Single-cell chromatin accessibility data using scATAC-seq

A single hematopoietic stem cell can give rise to all blood cells with remarkable fidelity. Here, we define the chromatin accessibility and transcriptional landscape controlling this process in thirteen primary cell types that traverse the hematopoietic hierarchy. Exploiting the finding that enhancer landscapes better reflect cell identity than mRNA levels, we enable "enhancer cytometry" for accurate enumeration of pure cell types from complex populations. We further reveal the lineage ontogeny of genetic elements linked to diverse human diseases. In acute myeloid leukemia, chromatin accessibility reveals distinctive regulatory evolution in pre-leukemic HSCs (pHSCs), leukemia stem cells, and leukemic blasts. These leukemic cells demonstrate unique lineage infidelity, confirmed by single cell regulomes. We further show that pHSCs have a competitive advantage that is conferred by reduced chromatin accessibility at HOXA9 targets and is associated with adverse patient outcomes. Thus, regulome dynamics can provide diverse insights into human hematopoietic development and disease.
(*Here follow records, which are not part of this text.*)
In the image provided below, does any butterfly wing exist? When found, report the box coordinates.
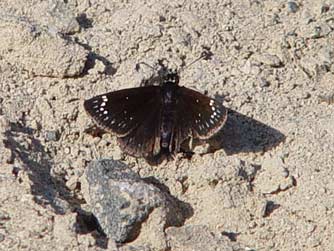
[117,104,161,158]
[177,87,227,140]
[84,86,160,137]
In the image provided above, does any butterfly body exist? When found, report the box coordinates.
[84,62,227,161]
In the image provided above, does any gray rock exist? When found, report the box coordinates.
[288,1,299,13]
[45,131,59,141]
[253,54,283,67]
[83,159,188,242]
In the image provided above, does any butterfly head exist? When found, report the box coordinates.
[160,68,179,85]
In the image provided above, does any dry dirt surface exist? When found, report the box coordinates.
[0,0,334,251]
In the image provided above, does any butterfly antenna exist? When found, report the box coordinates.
[136,62,156,71]
[179,50,212,73]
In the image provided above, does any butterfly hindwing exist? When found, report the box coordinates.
[177,87,227,139]
[118,100,161,158]
[84,86,160,137]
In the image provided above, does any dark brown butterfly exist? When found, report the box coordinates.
[84,57,227,159]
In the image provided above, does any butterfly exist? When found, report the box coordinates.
[84,58,227,159]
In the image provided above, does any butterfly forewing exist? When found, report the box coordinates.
[178,87,227,139]
[84,86,160,137]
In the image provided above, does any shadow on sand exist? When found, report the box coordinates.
[208,109,285,155]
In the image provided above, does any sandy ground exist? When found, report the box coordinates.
[0,0,334,251]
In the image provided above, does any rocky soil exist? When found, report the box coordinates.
[0,0,334,251]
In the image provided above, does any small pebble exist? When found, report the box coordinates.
[0,234,5,242]
[64,147,71,154]
[288,1,299,13]
[45,131,59,141]
[259,78,270,88]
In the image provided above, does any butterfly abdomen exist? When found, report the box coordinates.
[160,84,178,154]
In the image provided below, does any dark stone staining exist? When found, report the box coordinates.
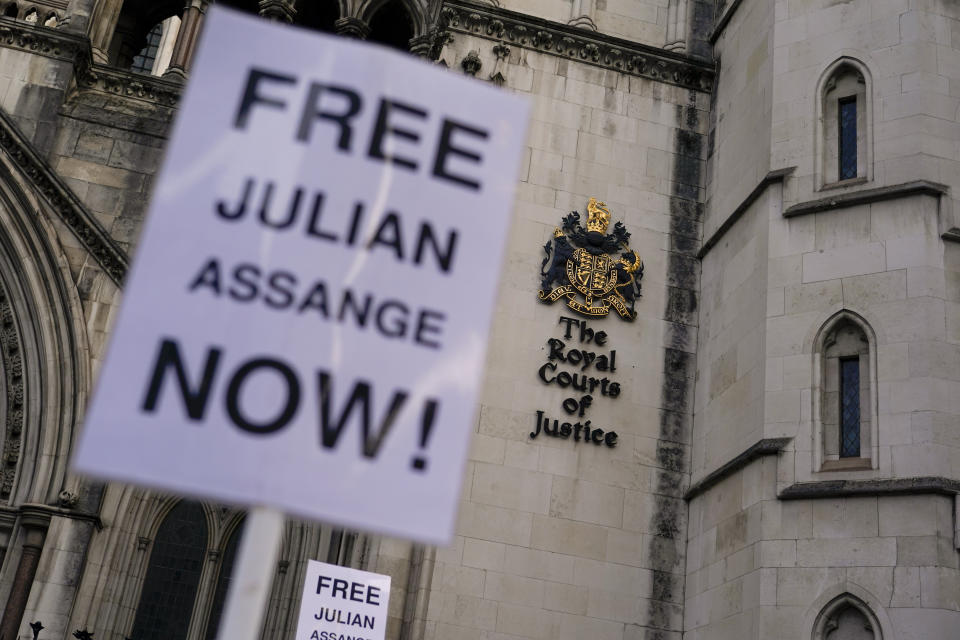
[660,409,690,444]
[687,0,723,62]
[653,571,683,604]
[670,216,701,256]
[657,440,687,473]
[670,198,704,224]
[657,472,686,500]
[667,252,700,291]
[663,288,697,328]
[645,87,712,640]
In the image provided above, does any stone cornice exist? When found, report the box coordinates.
[440,0,714,92]
[77,61,183,109]
[0,111,128,285]
[783,180,950,218]
[778,476,960,500]
[0,17,183,108]
[697,167,796,259]
[0,18,90,62]
[709,0,743,44]
[683,438,793,500]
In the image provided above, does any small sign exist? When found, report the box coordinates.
[296,560,390,640]
[74,7,528,543]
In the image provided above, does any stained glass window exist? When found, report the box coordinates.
[130,22,163,73]
[840,358,860,458]
[839,96,857,180]
[207,523,243,640]
[132,500,207,640]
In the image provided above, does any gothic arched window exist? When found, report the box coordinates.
[133,500,207,640]
[206,521,243,640]
[813,593,883,640]
[816,58,873,188]
[109,0,183,75]
[367,0,413,51]
[814,311,878,471]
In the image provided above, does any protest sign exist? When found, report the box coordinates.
[296,560,390,640]
[74,8,527,543]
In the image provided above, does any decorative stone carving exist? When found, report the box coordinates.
[489,42,510,87]
[260,0,297,24]
[77,65,182,107]
[0,111,128,282]
[460,51,483,76]
[57,489,80,509]
[440,0,714,91]
[0,18,90,62]
[333,16,370,40]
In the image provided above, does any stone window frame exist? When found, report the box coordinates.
[812,592,883,640]
[813,56,874,191]
[123,496,246,640]
[811,309,880,473]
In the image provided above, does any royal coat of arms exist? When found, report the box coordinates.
[538,198,643,320]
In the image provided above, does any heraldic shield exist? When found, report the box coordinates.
[538,198,643,320]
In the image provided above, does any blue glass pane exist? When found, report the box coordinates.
[132,500,207,640]
[130,23,163,73]
[839,98,857,180]
[840,358,860,458]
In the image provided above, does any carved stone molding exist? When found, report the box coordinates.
[440,0,714,92]
[77,64,183,108]
[0,111,128,285]
[333,16,370,40]
[0,18,90,61]
[460,51,483,76]
[0,283,24,501]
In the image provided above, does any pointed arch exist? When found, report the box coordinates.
[0,145,91,506]
[799,580,896,640]
[133,500,209,640]
[811,309,880,472]
[358,0,429,41]
[814,55,874,189]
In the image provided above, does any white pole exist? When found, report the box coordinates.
[217,507,283,640]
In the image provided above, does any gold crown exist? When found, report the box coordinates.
[587,198,610,233]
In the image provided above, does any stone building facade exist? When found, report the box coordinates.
[0,0,960,640]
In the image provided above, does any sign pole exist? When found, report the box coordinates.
[217,507,283,640]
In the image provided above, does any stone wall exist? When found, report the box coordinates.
[424,22,708,640]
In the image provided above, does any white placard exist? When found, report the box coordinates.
[296,560,390,640]
[74,7,527,543]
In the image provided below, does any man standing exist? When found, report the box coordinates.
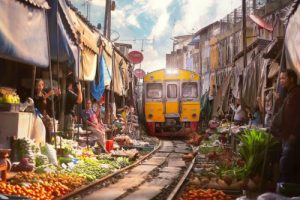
[280,69,300,183]
[64,81,82,137]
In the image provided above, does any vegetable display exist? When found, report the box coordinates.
[180,189,232,200]
[0,182,71,200]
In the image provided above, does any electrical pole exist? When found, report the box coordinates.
[242,0,247,68]
[103,0,112,39]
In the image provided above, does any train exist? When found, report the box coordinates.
[143,68,200,136]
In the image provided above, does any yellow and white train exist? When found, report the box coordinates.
[143,68,200,136]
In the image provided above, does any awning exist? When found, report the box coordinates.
[188,35,200,45]
[101,38,113,86]
[113,52,125,96]
[263,37,283,59]
[68,4,100,81]
[281,1,300,81]
[91,54,105,101]
[68,7,100,54]
[48,1,79,68]
[0,0,49,67]
[268,62,280,79]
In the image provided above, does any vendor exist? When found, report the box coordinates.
[64,80,82,136]
[34,79,60,143]
[272,69,300,184]
[230,99,246,125]
[83,99,106,151]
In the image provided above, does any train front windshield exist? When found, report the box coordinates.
[147,83,162,99]
[182,82,198,98]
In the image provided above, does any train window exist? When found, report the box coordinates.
[147,83,162,99]
[167,84,177,98]
[182,83,198,98]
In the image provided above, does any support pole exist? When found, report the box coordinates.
[242,0,247,68]
[44,11,57,149]
[30,66,36,98]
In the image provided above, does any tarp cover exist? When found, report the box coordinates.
[68,4,100,81]
[284,1,300,82]
[113,52,125,96]
[0,0,49,67]
[201,73,210,95]
[48,0,79,68]
[242,61,260,110]
[79,47,98,81]
[91,54,106,101]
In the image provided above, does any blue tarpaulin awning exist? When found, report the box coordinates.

单个造血干细胞（hematopoietic stem cell）可高保真地生成所有血细胞类型。本研究针对贯穿造血层级的13种原代细胞类型，解析了调控该过程的染色质可及性（chromatin accessibility）与转录调控景观。研究团队基于增强子景观较mRNA水平更能反映细胞身份这一发现，建立了“增强子细胞计量术（enhancer cytometry）”，可从复杂细胞群体中精准枚举纯细胞类型。本研究还揭示了与多种人类疾病相关的遗传元件的谱系发生过程。在急性髓系白血病中，染色质可及性分析揭示了白血病前期造血干细胞（pre-leukemic HSCs, pHSCs）、白血病干细胞（leukemia stem cells）与白血病原始细胞的独特调控演化特征。这些白血病细胞展现出独特的谱系保真度异常，该特征经单细胞调控组（single cell regulomes）分析得以证实。本研究进一步证实，白血病前期造血干细胞具有竞争优势：该优势源于HOXA9靶位点的染色质可及性降低，且与患者不良预后相关。综上，调控组动态变化可为人类造血发育与疾病研究提供多维度的洞察。